Ian Plummer shares his view on the latest new car registration data from the Society of Motor Manufacturers and Traders (SMMT)
“Whilst last month’s new car performance largely followed the trajectory set in January, we’re seeing plenty of other metrics point to an increasingly healthy market, not least the growth in footfall and enquiry levels reported by many of our retailer partners. We saw a similar trend on our own platforms. Not only did the number of visits increase 9% year-on-year in February, but we also recorded a 10% growth in ad views compared to this time last year.

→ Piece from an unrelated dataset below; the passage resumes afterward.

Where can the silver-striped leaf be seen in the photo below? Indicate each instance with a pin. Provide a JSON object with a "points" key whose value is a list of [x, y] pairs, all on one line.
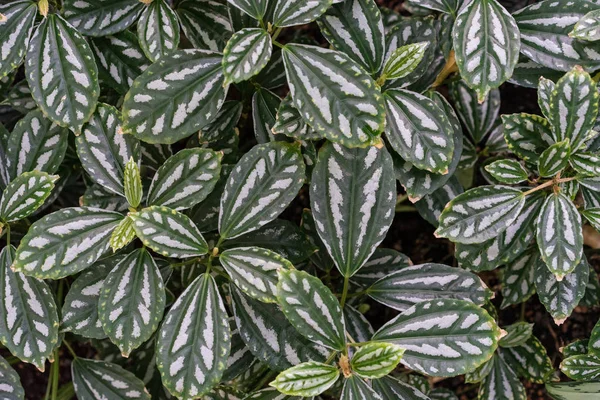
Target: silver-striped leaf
{"points": [[260, 187], [311, 308], [353, 195], [65, 242], [559, 234], [442, 337], [194, 341], [28, 316], [334, 95], [413, 284], [174, 97], [62, 74]]}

“This renewed consumer confidence is having a positive influence on new car orders. Coupled with an anticipated strong consumer appetite for the first 20 number plate of the decade, we’re expecting March to perform at a similarly solid rate as 2019. Given the far greater relative size of the March plate-change month, that should allow retailers and brands alike to conclude the all-important first quarter of the year in a reasonably healthy position.
“However, with the presence of a variety of new and existing challenges posing a threat to the positive, but fragile, consumer sentiment, the industry can ill afford to be complacent. We may have left the European Union, but with negative headlines persisting, Brexit continues to cast a long shadow of uncertainty. What’s more, the feared slash in plug-in car grants in the forthcoming Budget will put at risk one of the few lifelines the industry has, potentially curbing the vital take-up of electric vehicles. If we add to the mix the threat of Covid-19 deterring people from visiting dealerships, as it has done in other markets, we’re clearly not out of the woods yet.”